The continuing saga of Gaza is an important symbol of a larger phenomenon. The occupation of the Palestinian territories can never end because of the vested interest many organizations have in maintaining the fiction of Israeli control, even when control is withdrawn. It is well known that Israel does not control the border between Egypt and Gaza and yet the condemnation for not providing access to hospitals for Gazans assumes that Israel is responsible for providing medical treatment for people in Gaza; once again perpetuating the idea that Israel’s occupation can never be allowed to end.

Human rights organizations and the peace industry are beholden to the occupation, addicted to it – no less than Israel’s most extremist right-wing voices. This may seem a contradiction: how can organizations devoted to ending the occupation in fact support the occupation? The answer: Because the occupation is their raison d’etre and without it they cannot exist. This is typical of the NGO world. For example, those organizations that devote their existence to ending poverty require that poverty be perpetuated because NGOs have become an industry and choice place of employment.
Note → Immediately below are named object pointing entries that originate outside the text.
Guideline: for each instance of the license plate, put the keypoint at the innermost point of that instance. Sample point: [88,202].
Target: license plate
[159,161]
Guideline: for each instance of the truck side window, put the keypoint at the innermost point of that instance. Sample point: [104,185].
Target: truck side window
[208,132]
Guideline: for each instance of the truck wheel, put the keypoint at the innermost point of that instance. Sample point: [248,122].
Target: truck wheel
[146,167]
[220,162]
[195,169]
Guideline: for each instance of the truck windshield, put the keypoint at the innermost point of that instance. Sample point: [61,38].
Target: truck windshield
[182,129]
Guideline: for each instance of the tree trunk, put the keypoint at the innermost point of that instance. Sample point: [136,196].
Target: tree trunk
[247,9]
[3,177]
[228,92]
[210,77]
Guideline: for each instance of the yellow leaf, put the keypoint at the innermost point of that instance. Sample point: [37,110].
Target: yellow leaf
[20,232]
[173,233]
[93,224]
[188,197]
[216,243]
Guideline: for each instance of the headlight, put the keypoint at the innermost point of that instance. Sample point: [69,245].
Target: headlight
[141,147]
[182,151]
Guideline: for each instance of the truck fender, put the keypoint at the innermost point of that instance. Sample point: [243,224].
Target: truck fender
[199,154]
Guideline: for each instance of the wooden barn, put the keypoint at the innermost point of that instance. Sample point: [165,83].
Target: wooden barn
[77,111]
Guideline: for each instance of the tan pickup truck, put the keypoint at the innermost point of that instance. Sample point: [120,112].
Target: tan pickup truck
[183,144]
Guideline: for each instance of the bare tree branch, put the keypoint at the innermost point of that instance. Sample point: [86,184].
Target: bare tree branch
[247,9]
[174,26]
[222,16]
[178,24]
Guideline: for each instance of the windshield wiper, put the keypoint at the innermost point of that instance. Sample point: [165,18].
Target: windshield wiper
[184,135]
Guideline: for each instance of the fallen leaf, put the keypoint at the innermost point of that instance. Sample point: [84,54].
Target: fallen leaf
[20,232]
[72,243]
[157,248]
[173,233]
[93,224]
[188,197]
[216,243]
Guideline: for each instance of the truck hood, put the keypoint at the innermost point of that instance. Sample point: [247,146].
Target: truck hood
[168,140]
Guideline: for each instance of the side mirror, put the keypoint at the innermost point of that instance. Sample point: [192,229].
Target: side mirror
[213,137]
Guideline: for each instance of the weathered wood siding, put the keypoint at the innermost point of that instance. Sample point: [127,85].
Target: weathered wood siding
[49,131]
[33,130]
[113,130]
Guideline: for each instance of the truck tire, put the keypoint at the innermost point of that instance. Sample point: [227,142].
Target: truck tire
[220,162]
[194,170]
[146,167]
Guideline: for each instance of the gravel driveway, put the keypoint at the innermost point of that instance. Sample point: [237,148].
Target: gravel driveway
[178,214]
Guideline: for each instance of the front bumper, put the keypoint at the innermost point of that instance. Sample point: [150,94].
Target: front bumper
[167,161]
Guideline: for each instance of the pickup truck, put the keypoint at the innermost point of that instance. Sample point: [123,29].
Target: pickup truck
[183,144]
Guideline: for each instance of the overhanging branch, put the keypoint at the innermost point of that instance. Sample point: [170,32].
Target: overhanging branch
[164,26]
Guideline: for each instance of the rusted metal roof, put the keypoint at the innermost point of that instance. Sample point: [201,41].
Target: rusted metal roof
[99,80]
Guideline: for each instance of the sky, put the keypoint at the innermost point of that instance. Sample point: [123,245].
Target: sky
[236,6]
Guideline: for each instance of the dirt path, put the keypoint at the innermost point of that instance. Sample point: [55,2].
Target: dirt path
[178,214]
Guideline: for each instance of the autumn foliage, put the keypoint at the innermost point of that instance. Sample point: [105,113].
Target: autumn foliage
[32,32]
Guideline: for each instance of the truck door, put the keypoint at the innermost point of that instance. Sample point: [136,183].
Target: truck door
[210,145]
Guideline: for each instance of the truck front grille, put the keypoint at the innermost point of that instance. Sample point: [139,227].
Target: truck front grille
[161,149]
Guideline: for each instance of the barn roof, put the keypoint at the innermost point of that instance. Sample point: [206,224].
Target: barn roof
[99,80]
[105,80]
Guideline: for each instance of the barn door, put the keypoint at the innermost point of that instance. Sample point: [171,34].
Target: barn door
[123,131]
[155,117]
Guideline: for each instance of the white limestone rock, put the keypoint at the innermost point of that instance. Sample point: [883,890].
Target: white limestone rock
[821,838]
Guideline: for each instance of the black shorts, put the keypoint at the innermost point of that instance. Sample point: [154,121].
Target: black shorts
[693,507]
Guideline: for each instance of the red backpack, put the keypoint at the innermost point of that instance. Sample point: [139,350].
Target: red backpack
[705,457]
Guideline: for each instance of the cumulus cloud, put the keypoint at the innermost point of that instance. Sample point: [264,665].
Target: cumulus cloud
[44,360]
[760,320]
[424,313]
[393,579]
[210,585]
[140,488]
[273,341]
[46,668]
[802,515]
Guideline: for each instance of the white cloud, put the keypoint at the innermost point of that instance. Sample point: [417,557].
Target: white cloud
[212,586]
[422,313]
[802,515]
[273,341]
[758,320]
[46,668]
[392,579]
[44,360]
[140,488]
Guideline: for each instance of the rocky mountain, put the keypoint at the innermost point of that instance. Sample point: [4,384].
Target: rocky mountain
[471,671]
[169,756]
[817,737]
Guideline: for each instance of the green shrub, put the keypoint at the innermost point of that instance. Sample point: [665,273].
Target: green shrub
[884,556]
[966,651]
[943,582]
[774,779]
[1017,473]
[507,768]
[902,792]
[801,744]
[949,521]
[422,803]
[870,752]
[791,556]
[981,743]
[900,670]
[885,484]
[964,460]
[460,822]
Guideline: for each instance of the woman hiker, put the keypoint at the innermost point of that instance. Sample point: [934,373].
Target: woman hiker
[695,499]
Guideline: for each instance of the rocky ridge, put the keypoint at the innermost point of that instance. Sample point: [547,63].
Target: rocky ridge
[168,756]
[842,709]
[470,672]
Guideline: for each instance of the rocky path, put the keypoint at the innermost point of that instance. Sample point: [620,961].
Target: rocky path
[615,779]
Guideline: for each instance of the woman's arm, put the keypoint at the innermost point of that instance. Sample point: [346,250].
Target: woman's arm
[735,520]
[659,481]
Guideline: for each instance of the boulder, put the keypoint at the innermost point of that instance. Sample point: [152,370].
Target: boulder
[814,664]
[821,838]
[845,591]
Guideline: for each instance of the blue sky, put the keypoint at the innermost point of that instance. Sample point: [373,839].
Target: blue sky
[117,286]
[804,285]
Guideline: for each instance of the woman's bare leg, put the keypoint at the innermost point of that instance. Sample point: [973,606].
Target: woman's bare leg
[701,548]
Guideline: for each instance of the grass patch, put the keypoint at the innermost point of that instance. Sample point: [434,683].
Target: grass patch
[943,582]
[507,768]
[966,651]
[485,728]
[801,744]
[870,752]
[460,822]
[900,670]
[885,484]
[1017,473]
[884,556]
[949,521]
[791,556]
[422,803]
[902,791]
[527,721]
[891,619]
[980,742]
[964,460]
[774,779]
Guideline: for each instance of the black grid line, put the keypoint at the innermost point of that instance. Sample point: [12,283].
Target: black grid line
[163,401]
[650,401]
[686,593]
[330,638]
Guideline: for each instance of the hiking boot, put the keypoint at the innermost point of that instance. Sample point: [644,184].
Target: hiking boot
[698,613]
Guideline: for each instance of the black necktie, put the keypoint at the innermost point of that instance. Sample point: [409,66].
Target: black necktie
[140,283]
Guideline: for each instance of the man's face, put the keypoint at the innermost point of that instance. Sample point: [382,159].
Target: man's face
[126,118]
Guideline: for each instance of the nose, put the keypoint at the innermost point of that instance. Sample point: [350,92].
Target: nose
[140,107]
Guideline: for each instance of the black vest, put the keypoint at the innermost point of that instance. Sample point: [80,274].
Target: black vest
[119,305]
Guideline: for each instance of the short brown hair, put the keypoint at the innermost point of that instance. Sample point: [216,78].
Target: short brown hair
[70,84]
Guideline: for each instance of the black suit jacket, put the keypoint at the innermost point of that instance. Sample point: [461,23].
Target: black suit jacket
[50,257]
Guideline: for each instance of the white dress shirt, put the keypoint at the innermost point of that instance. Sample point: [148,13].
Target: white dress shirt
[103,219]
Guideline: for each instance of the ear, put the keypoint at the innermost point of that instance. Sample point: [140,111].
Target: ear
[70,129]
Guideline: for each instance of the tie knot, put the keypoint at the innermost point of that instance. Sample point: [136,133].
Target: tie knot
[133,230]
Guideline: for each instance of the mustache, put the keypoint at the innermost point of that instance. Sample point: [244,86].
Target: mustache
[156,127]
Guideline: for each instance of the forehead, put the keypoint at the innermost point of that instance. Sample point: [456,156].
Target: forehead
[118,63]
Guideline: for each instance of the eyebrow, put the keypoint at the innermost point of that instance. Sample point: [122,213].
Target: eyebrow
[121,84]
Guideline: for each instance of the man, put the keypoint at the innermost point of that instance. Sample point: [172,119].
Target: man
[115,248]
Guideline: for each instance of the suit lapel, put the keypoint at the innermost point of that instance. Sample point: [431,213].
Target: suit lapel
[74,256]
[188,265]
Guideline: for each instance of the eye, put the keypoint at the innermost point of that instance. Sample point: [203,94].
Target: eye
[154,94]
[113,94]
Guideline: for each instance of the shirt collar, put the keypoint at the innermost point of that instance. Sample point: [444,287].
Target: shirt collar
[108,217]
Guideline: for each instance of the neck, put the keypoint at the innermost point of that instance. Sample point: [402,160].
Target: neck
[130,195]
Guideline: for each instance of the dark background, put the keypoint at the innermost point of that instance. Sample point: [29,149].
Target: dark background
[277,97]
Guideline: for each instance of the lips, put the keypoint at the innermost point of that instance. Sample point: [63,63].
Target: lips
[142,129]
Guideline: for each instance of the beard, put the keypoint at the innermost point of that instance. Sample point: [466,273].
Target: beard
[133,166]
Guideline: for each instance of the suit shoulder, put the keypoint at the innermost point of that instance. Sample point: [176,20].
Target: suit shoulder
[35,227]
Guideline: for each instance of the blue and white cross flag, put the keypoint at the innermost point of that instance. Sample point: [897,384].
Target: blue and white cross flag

That is why we see in the world of NGOs a multiplication of overlapping groups with “mission creep.” This multiplication becomes an intense lobby to support a professional class, to the extent that entire university degrees are now devoted to the phenomenon of the NGO profession.

more...
http://www.jpost.com/Opinion/Columnists/Article.aspx?id=272083

Mosby

(16,256 posts)
6. I wonder how this is going to be spun?
Sat Jun 2, 2012, 12:25 PM
Jun 2012

Most likely the Israel haters will just ignore it or claim the statement is fabricated.

Hopefully though the pro-Palestinian DUers are paying attention to the implications of his statement, if the occupation can't end until a negotiated settlement it follows that the occupation is therefore legal, which is something we have argued about here many times in the past.